The Atlantic has interviewed McCabe as an expert on child language development, most recently calling on her expertise to guide parents in quarantine.

=== Community Outreach ===
McCabe has worked and volunteered to better the lives of the children of Lowell, Massachusetts particularly through their language exposure, acquisition, and development. Since 2000, McCabe has participated in the PEN New England literacy outreach to homeless children, with particular focus on the House of Hope in Lowell. In 2006, she was elected to the board of the Acre Family Child Center. In 2011, McCabe and Khanh Dinh collaborated with Lowell High School to explore how personal narratives help Latino and Asian adolescents explore their identity and familial ties. In 2016, McCabe joined MinJeong Kim and Phitsamay Sychitkokhong in their efforts to bring southeast Asian folktales to the children of Lowell, Massachusetts, which has a large Cambodian population, through the assistance of the "creative economy" grant from the UMass president's office. In 2019, the team released "A Long, Long Time Ago in Southeast Asia: Tales from Burma, Cambodia, Laos, and Vietnam," an illustrated, multilingual book of folk tales to be distributed to Lowell elementary schools.

== Research ==
McCabe has researched narrative development from early childhood throughout the lifespan, the role of parents in a child's narrative development, how narration differs across cultures and languages, and the ways in which narrative, phonological awareness, and vocabulary interact with each other. She is perhaps most famous for her work with preschool-age children, working on interventions to encourage their narratives both at home and in school.

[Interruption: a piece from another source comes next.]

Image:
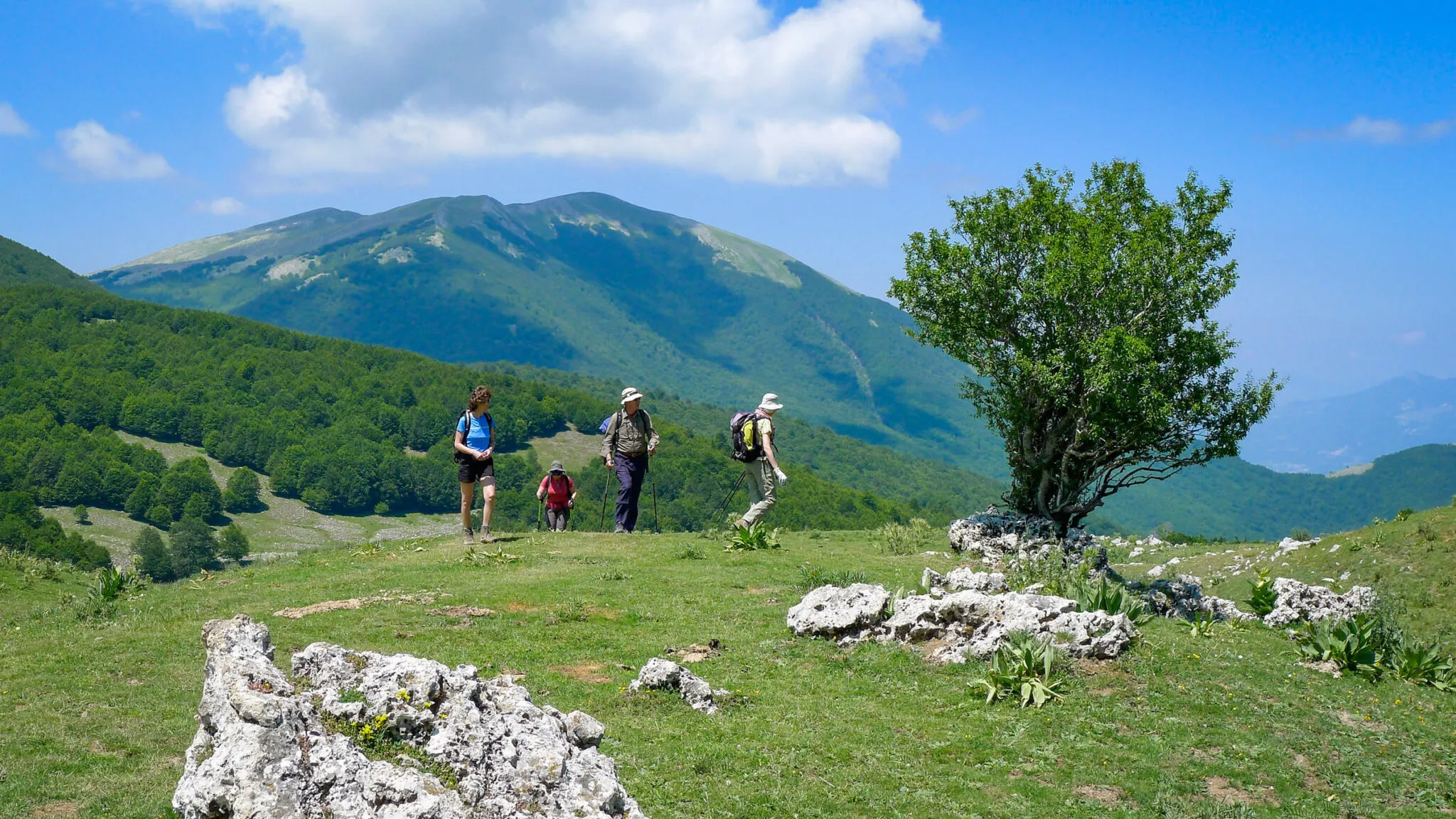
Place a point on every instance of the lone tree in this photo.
(1085, 316)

McCabe, in collaboration with David Dickinson, developed the comprehensive language approach, "which looks at ways that the various strands of oral and written language (e.g., vocabulary, phonological awareness, print knowledge) affect each other in the acquisition of full literacy". This is in contrast to the phonological sensitivity approach which posits that oral language comes first and creates the environment in which a child can gain phonological sensitivity (a language skill). McCabe and colleagues use the comprehensive language approach to recommend that preschools emphasize vocabulary development and other language skills not as prerequisites to phonological sensitivity, but as important pieces in their own right for a child's reading capabilities.

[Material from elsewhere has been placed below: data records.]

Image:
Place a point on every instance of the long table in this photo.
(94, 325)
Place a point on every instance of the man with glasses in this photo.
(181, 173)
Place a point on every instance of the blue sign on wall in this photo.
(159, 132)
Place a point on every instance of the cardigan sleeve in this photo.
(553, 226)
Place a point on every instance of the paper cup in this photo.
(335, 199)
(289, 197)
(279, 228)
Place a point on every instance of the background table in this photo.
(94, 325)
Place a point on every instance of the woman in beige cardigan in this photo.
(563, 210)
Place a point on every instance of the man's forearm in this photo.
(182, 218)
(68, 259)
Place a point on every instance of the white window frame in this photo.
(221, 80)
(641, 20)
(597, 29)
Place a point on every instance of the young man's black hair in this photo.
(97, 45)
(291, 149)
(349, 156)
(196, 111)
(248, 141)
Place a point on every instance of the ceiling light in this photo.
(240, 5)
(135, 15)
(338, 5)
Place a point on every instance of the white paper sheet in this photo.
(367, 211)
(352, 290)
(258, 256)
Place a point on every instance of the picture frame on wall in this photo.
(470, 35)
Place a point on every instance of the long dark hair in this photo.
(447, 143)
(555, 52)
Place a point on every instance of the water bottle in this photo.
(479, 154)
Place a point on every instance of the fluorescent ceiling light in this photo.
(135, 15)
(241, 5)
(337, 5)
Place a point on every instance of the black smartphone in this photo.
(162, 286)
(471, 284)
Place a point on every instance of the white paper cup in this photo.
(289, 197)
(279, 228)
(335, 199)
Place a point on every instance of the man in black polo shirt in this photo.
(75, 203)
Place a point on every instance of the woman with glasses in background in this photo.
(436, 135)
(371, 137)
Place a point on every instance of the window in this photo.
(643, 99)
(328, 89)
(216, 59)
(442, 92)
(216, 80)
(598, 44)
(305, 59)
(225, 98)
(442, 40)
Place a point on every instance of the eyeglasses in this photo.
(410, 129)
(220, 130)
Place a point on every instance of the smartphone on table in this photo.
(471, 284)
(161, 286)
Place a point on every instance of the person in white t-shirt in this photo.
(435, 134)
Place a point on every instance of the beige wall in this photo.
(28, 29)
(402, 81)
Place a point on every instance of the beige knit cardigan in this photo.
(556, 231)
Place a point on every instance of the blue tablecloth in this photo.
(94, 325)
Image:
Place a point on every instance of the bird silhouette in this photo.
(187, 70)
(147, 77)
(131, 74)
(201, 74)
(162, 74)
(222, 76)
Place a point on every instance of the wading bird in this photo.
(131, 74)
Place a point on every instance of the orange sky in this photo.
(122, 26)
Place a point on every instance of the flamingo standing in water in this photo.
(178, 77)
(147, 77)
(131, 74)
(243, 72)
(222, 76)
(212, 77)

In her work on multilingual and multicultural children's development, she has worked with a diverse range of cultural and language groups. Her first foray into non-English-speaking children's narratives was with her graduate student, Mashahiko Minami; together they explored Japanese children's narratives and the role of haikus. Later, with Lynn S. Bliss and Tempii Champion, she began to study African-American and Haitian American children's narratives. During this time, she also became interested in creating culturally sensitive assessments of children's language skills, with particular emphasis on reducing culturally-based misdiagnoses of deficits. Also with Lynn S. Bliss, McCabe studied narratives of Spanish-speaking children. With Khahn Dinh and Jana Sladkova, McCabe has studied Latino and Cambodian immigrant children's narratives. With Chien-ju Chang, she has recently explored Mandarin-speaking children's narratives. Her recent book, "Chinese Language Narration: Culture, cognition, and emotion" with Chien-ju Chang has received acclaim from fellow researchers. Shu-hui Eileen Chen writes that the book "represents one of the few recent works that provides an in-depth study of Chinese language narration" (p. 95).

== Books ==

- McCabe, A., & Chang, C. (Eds.). (2013). Chinese-language narration: Culture, cognition, and emotion. John Benjamins Publishing Company.
- McCabe, A., & Peterson, C. (Eds.). (1991). Developing narrative structure. Lawrence Erlbaum Associates.
- Peterson, C., & McCabe, A. (1983). Developmental psycholinguistics: Three ways of looking at a child's narrative. Plenum Press.